Too much monkey business?
16 Sep 2019
Despite the fantastic work going on in animal-replacement technologies and method development, why is it proving so hard to reduce the amount of animals we use? Russ Swan thinks he might know, and it involves bananas… kind of…
I was once told a little story about a troop of chimps in a zoo, in a far-off land where animal welfare was less advanced than it is here. Long ago, in a zoo far away, if you like.
There were five animals in a reasonably comfortable enclosure, and generally not mistreated – other than being held captive, that is. One day a zookeeper started an experiment.
He installed powerful hoses connected to a trigger attached to a hook in the middle of the enclosure. It was rigged so that any tug on the hook would cause all of the chimps to get a drenching with cold water. Then he hung a nice ripe bunch of bananas from the hook.
I can’t help thinking that we are all trapped in similar loops of faulty logic, in ways we can sometimes barely recognise.
Naturally, the first chimp to attempt to take a fruit got soaked, and so did the others. It didn't take them long to make the connection between the bananas and the soakings, and pretty quickly they began to ignore the delicious sweet temptations before them.
Then, in the nature of things, one chimp was transferred to a different zoo and a replacement arrived. Meanwhile, the cunning zookeeper had dismantled the spray system. The new beast immediately went for a banana, only to be scolded aggressively by the original inhabitants. She soon learned that, tempting as they were, those bananas were off limits.
Before long, another primate transfer was performed. It will not surprise you to learn that the same series of events played out, with the new animal being berated by the inmates for even approaching the bananas. Those ripe, juicy, tasty bananas.
The new girl was chastised by all four resident chimps, including the first replacement. This was an animal that had never been squirted, yet she knew the rules of the cage and joined in the law enforcement with enthusiasm. Pick on the new kid, that way you won’t get picked on yourself.
Woah. Flashback to school days. Sorry, where was I?

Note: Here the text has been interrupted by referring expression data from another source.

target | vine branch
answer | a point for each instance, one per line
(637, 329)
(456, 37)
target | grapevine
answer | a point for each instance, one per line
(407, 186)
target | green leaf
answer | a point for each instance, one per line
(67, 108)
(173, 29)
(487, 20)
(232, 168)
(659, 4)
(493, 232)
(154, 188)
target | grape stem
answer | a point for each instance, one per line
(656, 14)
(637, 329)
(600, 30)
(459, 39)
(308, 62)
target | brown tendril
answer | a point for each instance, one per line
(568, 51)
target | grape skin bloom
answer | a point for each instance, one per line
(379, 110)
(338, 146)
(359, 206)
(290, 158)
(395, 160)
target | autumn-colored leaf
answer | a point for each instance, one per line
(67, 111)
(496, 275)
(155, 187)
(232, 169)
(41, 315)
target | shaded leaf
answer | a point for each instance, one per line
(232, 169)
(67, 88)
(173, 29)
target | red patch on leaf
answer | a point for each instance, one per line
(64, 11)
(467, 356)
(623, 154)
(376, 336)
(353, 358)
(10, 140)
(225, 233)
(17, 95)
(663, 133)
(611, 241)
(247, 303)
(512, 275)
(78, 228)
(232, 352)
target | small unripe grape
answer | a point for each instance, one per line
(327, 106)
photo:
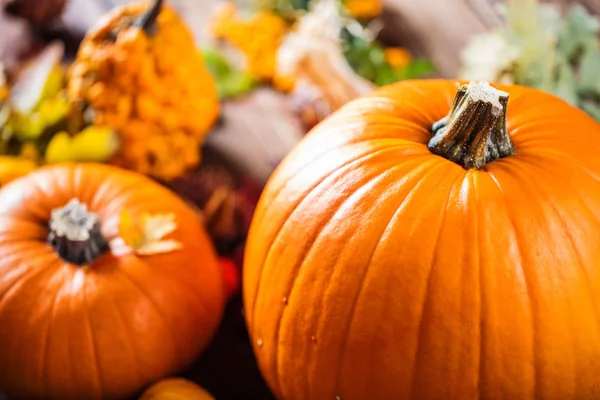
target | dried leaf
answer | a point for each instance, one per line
(145, 236)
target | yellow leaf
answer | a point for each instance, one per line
(14, 167)
(145, 235)
(59, 149)
(93, 144)
(130, 230)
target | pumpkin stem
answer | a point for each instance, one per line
(147, 19)
(474, 132)
(75, 234)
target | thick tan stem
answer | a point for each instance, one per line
(75, 234)
(474, 132)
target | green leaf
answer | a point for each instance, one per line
(565, 86)
(589, 71)
(235, 84)
(592, 108)
(230, 81)
(579, 30)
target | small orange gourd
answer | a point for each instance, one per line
(175, 389)
(419, 247)
(79, 320)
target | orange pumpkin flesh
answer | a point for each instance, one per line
(115, 326)
(375, 269)
(175, 389)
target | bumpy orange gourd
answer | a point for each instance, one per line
(175, 389)
(376, 269)
(151, 85)
(104, 324)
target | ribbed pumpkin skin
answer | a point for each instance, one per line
(377, 270)
(104, 333)
(175, 389)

Let's wind forward a little. Further replacements were made, and the scenario repeatedly played out. All of the five chimpanzees in the enclosure loved bananas, yet none of whom dared touch the fruits dangling so tantalisingly nearby. None of the five had ever been squirted, and the squirting mechanism had long since been dismantled, yet they all knew how things were done – or not done – in this domain. Nobody touches those bananas. It doesn’t matter why, it only matters that that is the rule.
A loop of our own?
I can’t help thinking that we are all trapped in similar loops of faulty logic, in ways we can sometimes barely recognise. The issue of animal experiments seems to be one of these.
I attended a symposium on the topic last month, marking the 50th anniversary of the establishment of the Fund for the Replacement of Animals in Medical Experiments, FRAME. If nothing else, it was a chance to mark a 50th that didn't involve Apollo.

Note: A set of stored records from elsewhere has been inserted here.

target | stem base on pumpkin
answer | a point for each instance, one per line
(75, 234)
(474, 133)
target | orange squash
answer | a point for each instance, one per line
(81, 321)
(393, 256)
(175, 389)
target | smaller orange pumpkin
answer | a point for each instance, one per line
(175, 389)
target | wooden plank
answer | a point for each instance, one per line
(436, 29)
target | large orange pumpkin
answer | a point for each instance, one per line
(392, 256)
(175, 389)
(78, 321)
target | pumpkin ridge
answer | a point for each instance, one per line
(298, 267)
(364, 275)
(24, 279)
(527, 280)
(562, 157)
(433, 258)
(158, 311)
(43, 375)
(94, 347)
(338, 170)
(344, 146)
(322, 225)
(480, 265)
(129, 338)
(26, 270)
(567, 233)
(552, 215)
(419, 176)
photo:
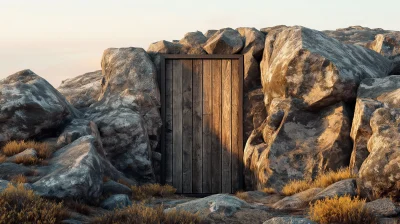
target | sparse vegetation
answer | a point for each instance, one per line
(322, 181)
(151, 190)
(141, 214)
(341, 210)
(19, 179)
(19, 205)
(14, 147)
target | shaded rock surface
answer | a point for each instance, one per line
(30, 107)
(116, 202)
(83, 90)
(379, 175)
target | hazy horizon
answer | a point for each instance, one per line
(63, 39)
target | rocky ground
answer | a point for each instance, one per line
(314, 102)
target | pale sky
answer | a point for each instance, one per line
(60, 39)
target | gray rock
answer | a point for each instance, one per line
(333, 72)
(378, 175)
(382, 207)
(295, 143)
(83, 90)
(112, 187)
(29, 106)
(225, 41)
(341, 188)
(128, 111)
(116, 202)
(297, 201)
(218, 203)
(289, 220)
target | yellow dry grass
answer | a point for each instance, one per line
(151, 190)
(141, 214)
(322, 181)
(19, 205)
(341, 210)
(19, 179)
(14, 147)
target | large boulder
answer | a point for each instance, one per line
(82, 91)
(307, 64)
(127, 113)
(295, 143)
(224, 41)
(372, 94)
(30, 107)
(379, 175)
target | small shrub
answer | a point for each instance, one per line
(269, 190)
(141, 214)
(341, 210)
(295, 186)
(150, 190)
(19, 179)
(322, 181)
(19, 205)
(14, 147)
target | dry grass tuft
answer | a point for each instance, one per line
(141, 214)
(322, 181)
(341, 210)
(269, 190)
(19, 205)
(151, 190)
(19, 179)
(14, 147)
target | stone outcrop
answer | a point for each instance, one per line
(294, 143)
(82, 91)
(30, 107)
(224, 41)
(127, 113)
(372, 94)
(379, 174)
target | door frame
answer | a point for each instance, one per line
(161, 85)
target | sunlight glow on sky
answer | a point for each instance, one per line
(60, 39)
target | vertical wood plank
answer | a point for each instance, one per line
(168, 122)
(236, 125)
(197, 125)
(226, 126)
(177, 125)
(207, 126)
(187, 131)
(216, 126)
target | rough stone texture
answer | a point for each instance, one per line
(76, 171)
(341, 188)
(379, 175)
(225, 41)
(294, 143)
(307, 64)
(383, 207)
(128, 111)
(372, 94)
(82, 91)
(252, 51)
(72, 131)
(297, 201)
(116, 202)
(112, 187)
(289, 220)
(30, 107)
(218, 203)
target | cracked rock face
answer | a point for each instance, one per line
(379, 174)
(306, 64)
(29, 106)
(82, 91)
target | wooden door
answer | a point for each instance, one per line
(202, 135)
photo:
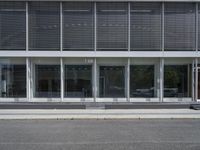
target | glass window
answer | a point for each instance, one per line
(145, 27)
(112, 26)
(78, 81)
(47, 81)
(179, 26)
(176, 81)
(78, 26)
(44, 26)
(12, 26)
(142, 81)
(112, 81)
(13, 80)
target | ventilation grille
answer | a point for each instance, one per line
(179, 26)
(12, 26)
(112, 26)
(145, 26)
(44, 26)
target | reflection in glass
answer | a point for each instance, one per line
(47, 81)
(13, 80)
(44, 26)
(12, 25)
(78, 26)
(78, 81)
(142, 81)
(176, 81)
(112, 26)
(112, 81)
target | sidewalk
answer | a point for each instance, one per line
(99, 114)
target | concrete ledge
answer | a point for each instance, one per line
(99, 114)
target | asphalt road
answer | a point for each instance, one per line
(100, 134)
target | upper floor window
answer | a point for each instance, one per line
(145, 26)
(179, 26)
(12, 25)
(78, 26)
(112, 26)
(44, 26)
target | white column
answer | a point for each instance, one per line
(128, 81)
(94, 79)
(95, 60)
(163, 27)
(161, 79)
(129, 26)
(61, 27)
(196, 79)
(95, 26)
(28, 82)
(61, 78)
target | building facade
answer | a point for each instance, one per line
(102, 51)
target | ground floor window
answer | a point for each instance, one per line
(142, 81)
(176, 81)
(78, 81)
(47, 81)
(13, 80)
(112, 81)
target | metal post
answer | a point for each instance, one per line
(128, 80)
(95, 26)
(163, 27)
(129, 26)
(196, 79)
(61, 27)
(95, 79)
(161, 79)
(61, 79)
(27, 40)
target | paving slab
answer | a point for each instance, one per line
(99, 114)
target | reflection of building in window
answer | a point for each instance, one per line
(78, 81)
(112, 81)
(176, 81)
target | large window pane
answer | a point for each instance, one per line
(47, 81)
(145, 26)
(179, 26)
(44, 26)
(112, 26)
(142, 81)
(12, 25)
(78, 81)
(176, 81)
(12, 80)
(111, 81)
(78, 19)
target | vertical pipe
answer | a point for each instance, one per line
(196, 79)
(129, 26)
(196, 46)
(161, 79)
(95, 79)
(28, 88)
(95, 26)
(128, 80)
(163, 27)
(95, 59)
(61, 49)
(61, 79)
(196, 27)
(61, 27)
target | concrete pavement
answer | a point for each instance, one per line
(98, 113)
(150, 134)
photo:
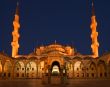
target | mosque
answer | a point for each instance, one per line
(54, 59)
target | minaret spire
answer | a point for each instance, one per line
(94, 34)
(15, 33)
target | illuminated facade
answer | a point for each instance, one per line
(54, 59)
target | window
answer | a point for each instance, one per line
(100, 74)
(92, 74)
(22, 74)
(92, 68)
(82, 74)
(17, 74)
(22, 68)
(32, 69)
(87, 74)
(9, 74)
(27, 69)
(105, 74)
(17, 68)
(77, 74)
(27, 74)
(4, 74)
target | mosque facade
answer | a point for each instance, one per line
(54, 59)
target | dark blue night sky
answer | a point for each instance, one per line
(44, 21)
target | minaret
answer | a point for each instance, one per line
(15, 33)
(94, 34)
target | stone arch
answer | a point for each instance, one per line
(19, 69)
(7, 69)
(31, 69)
(101, 69)
(79, 69)
(57, 65)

The take-home message was as stark as it was clear: we use (ie, kill) millions of animals in useless medical experiments every year. The science we get from them is very poor, the translatability of results into human medicine woefully bad, and yet we still do it.
The overall number of animals used is inching downwards, but at an agonisingly slow pace. New technologies involving microfluidics or computational methods are being refined, but are still on the fringes of medicine research. In any case, these and other alternatives continually bump against the immutable requirements of legislation and, perhaps, corporate intransigence.
Why do we do this? Because that's the way we do things. Drugs must be tested on animals because drugs are tested on animals. And don't even think of touching those bananas.